The existence of the 12‑month discretion in cls 18 and 66K of sch 1, in respect of the EO Act and the RRT Act, demonstrates the centrality of issues of delay and timing to s 76 applications. In my view, this suggests a legislative intention that matters brought pursuant to these enabling provisions ought to be brought promptly. This also suggests that the prosecution of the proceeding ought be undertaken with some promptness. The effect of the time lag between the alleged incidents complained of — being between three and seven years at the time it was before the Tribunal in 2021 — alone provides grounds for serious concern that a fair hearing to all parties could be conducted. This was a relevant and valid concern for the Tribunal.
The Tribunal identified the issue of delay, the reasons for delay and the impact on the ability to have a fair hearing given the time which had elapsed and the uncertainty surrounding the Applicant’s ability to continue the hearing as considerations it took into account and gave weight to.
There is no error of law identified in the Tribunal’s consideration of the application pursuant to s 76. Question 13 and the associated grounds (Grounds 28 and 29) are not made out. Given that, as I have stated, Question 13 is the most on point question of law posed in this s 148 appeal, this finding is sufficient to dispose of the appeal. However, for completeness, I will consider the final issue, bias.
Question 14 – Bias
The test for apprehended bias is well established, being whether ‘a fair‑minded lay observer might reasonably apprehend that the judge might not bring an impartial mind to the resolution of the question the judge is required to decide’.[108]
[108]Ebner v Official Trustee in Bankruptcy (2000) 205 CLR 337, [6] (Gleeson CJ, McHugh, Gummow and Hayne JJ).
I have reviewed the extracts from the audio specifically referred to by the Applicant and more generally.
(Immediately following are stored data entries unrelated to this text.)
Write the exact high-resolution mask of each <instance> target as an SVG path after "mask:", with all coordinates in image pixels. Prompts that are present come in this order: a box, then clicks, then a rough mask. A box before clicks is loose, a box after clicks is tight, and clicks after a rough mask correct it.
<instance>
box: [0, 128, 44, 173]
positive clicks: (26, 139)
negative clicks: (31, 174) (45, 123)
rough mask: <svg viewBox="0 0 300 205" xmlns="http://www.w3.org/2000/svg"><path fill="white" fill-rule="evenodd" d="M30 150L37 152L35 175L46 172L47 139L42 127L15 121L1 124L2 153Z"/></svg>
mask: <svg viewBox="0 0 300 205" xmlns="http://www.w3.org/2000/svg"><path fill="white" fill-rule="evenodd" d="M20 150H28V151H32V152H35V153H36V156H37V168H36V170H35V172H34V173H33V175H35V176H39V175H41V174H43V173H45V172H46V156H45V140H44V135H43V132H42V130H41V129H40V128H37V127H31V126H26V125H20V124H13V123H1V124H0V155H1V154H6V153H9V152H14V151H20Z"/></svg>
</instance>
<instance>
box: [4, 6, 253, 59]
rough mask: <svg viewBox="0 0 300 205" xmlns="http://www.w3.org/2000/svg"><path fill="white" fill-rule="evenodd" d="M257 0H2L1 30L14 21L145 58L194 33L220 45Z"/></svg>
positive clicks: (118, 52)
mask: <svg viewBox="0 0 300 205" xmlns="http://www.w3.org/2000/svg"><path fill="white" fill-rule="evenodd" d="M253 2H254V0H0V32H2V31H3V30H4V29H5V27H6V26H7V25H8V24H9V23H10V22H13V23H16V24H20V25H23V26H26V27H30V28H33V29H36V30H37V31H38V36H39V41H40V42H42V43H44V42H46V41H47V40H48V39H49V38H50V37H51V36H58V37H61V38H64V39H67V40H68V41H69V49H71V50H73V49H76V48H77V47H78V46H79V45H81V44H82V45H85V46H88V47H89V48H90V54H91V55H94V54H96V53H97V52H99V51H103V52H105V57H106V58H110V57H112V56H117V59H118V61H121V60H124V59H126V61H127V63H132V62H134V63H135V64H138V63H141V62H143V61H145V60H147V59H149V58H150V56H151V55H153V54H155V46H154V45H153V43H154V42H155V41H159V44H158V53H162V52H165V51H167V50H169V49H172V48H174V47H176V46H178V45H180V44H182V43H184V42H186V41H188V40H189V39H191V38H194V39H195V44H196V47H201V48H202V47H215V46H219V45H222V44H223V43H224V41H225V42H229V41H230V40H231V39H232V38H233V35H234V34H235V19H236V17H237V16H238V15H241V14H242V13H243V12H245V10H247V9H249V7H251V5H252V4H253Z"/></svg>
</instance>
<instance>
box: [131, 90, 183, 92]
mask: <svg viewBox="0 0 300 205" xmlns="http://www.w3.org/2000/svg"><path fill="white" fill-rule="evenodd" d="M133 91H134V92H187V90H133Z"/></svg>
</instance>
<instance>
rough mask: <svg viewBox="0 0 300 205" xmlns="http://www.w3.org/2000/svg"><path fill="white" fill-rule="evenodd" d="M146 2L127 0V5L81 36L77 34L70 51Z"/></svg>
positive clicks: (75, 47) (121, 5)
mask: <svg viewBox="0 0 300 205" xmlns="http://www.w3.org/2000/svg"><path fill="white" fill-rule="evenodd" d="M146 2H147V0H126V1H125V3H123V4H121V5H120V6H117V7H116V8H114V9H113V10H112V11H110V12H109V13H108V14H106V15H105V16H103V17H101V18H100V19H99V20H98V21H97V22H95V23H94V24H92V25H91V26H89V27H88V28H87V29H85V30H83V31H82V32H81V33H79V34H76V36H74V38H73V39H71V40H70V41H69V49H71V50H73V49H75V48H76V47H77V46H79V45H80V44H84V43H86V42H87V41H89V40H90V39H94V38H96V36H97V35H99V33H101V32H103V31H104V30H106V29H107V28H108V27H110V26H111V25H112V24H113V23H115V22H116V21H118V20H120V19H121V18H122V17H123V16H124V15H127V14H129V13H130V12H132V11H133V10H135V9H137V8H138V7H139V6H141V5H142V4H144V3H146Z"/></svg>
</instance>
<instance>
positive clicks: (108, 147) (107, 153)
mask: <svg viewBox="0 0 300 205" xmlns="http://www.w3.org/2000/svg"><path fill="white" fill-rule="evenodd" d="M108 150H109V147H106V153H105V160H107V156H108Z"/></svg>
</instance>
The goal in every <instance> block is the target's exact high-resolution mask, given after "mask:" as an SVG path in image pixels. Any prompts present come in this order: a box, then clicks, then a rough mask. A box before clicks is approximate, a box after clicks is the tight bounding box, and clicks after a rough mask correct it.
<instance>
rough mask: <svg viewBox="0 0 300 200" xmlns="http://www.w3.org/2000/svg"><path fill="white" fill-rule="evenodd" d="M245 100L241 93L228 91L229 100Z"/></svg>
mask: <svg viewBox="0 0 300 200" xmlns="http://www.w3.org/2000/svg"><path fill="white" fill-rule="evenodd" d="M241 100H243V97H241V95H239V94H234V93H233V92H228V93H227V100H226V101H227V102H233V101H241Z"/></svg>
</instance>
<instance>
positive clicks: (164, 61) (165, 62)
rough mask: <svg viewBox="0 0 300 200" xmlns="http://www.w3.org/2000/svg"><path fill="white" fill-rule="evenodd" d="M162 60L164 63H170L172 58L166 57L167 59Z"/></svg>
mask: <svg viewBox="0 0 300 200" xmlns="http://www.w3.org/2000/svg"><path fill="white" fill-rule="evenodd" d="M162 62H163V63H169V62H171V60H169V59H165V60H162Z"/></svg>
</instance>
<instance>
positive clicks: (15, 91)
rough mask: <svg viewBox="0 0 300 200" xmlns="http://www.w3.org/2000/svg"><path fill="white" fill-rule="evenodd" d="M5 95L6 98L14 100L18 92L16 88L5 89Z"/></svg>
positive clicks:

I echo my findings above at [158]–[161] regarding the fairness and empathy displayed by the Tribunal as demonstrated by the Transcript.
The matters complained of, in my view, objectively assessed, do not demonstrate to the requisite standard a finding of apprehended bias nor of actual bias. In particular, the manner of the Tribunal in conducting the case was firm and directional. It does not demonstrate bias.
In respect of the Tribunal’s decision under review, being the order to dismiss for want of prosecution pursuant to s 76 of the VCAT Act, I am satisfied that the Applicant had a reasonable opportunity to be heard in the application.
Question 14 and the related grounds (Grounds 30 to 32) are not made out.
CONCLUSION
In light of the above findings, I will grant leave to appeal on Ground 1 in accordance with Question 1. However, for the reasons set out above, I will not set aside the Tribunal’s Order. I can see no utility in requiring the Tribunal to consider an application made under s 108 based on procedural fairness grounds where those very same matters formed the basis of many of the grounds argued unsuccessfully in this appeal.
I will affirm the order of the Tribunal to dismiss the proceeding for want of prosecution pursuant to s 76 of the VCAT Act.
I will make orders accordingly.
The parties will be given an opportunity to make submissions in writing in respect of costs.